Maintain OVERWEIGHT on the S-REITs sector

  • We continue to view REITs as a stable yield investment. We believe that SREITs may emerge stronger will more future-ready portfolios, resulting in a re-rating of the SREITs sector due to:
    1. Acceptance of higher gearing levels will benefit REITs.
    2. COVID-19 accelerated phasing-in of future trends, creating opportunities for landlords.
    3. Tried and tested – REITs remain an attractive yield play.
    4. A better entry price – S-REIT yield spread at the -0.6 SD level.
    5. Recovery in prices and low interest rates presents conducive environment for acquisition.

Top-down view (unchanged)

  • We like the Commercial and Industrial sub-sectors due to tapering office supply after the surge in supply in the prior two to three years, and the AEI and redevelopment opportunities for the Industrial sector.

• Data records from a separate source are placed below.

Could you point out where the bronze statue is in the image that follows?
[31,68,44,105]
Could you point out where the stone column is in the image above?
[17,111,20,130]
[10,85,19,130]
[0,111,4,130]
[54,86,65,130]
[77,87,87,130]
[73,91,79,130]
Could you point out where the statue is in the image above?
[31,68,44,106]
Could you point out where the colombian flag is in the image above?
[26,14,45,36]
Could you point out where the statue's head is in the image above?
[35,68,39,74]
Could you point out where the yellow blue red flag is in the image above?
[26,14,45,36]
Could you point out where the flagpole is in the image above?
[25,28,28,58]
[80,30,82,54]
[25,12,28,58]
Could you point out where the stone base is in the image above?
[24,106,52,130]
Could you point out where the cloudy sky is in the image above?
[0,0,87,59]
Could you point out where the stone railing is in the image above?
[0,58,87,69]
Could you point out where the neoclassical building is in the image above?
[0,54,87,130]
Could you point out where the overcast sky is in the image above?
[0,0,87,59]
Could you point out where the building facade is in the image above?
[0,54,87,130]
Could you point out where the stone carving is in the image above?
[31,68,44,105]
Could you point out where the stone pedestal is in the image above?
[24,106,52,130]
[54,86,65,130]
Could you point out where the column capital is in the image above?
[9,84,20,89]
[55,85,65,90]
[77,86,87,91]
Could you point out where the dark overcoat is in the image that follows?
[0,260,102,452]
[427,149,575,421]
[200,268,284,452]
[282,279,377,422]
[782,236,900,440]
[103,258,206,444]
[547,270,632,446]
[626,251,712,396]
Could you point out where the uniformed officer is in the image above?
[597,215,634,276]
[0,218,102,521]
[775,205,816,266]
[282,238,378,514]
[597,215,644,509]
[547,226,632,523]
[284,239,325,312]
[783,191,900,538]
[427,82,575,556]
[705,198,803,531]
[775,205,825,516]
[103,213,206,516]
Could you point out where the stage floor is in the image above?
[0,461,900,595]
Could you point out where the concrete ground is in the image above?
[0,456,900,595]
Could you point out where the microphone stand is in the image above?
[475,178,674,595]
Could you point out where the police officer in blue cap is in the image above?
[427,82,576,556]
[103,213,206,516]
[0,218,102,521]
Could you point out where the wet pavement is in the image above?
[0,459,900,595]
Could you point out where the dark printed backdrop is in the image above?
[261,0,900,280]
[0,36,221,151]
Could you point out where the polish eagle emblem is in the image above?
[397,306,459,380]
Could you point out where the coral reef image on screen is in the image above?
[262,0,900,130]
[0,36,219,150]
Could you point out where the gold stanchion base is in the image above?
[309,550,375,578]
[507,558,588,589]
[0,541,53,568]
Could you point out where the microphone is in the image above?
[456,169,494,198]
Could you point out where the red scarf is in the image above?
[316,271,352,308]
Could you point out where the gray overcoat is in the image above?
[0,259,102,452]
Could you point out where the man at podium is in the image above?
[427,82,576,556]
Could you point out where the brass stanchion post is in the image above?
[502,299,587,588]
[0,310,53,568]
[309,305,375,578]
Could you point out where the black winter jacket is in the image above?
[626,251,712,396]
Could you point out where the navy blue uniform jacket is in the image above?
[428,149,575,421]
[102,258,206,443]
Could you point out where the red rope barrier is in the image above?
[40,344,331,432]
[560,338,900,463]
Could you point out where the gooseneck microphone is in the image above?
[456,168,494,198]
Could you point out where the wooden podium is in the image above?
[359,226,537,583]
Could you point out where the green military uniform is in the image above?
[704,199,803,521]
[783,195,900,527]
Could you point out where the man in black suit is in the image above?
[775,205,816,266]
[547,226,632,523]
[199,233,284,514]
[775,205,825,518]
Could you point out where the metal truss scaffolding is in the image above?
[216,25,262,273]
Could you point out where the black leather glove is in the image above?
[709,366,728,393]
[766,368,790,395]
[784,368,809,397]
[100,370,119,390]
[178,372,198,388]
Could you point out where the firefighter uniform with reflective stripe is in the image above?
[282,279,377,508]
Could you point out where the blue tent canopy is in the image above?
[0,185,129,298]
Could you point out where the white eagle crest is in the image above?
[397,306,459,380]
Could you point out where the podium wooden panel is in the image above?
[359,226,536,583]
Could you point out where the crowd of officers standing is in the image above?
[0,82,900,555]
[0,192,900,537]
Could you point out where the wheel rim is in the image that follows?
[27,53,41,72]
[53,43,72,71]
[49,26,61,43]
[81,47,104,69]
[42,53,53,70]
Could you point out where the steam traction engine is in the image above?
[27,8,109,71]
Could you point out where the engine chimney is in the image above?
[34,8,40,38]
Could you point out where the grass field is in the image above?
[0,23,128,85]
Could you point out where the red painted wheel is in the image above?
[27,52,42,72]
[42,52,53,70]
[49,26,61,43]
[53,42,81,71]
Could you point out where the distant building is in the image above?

The tenants in these two sectors are also less affected by the COVID-19 outbreak.
  • We are cautious on the Hospitality and Retail sub-sector due softer tourism sentiment and retail outlook, exacerbated by lingering fears of another wave of COVID-19 outbreak.

Tactical bottom-up view (unchanged)

  • REITs that can better weather through the rising interest rate environment would be those with:
    1. Well-distributed lease expiries;
    2. High-interest coverage;
    3. Long weighted average debt to maturity; and
    4. percentage of guaranteed revenue through “fixed” or “stable” leases.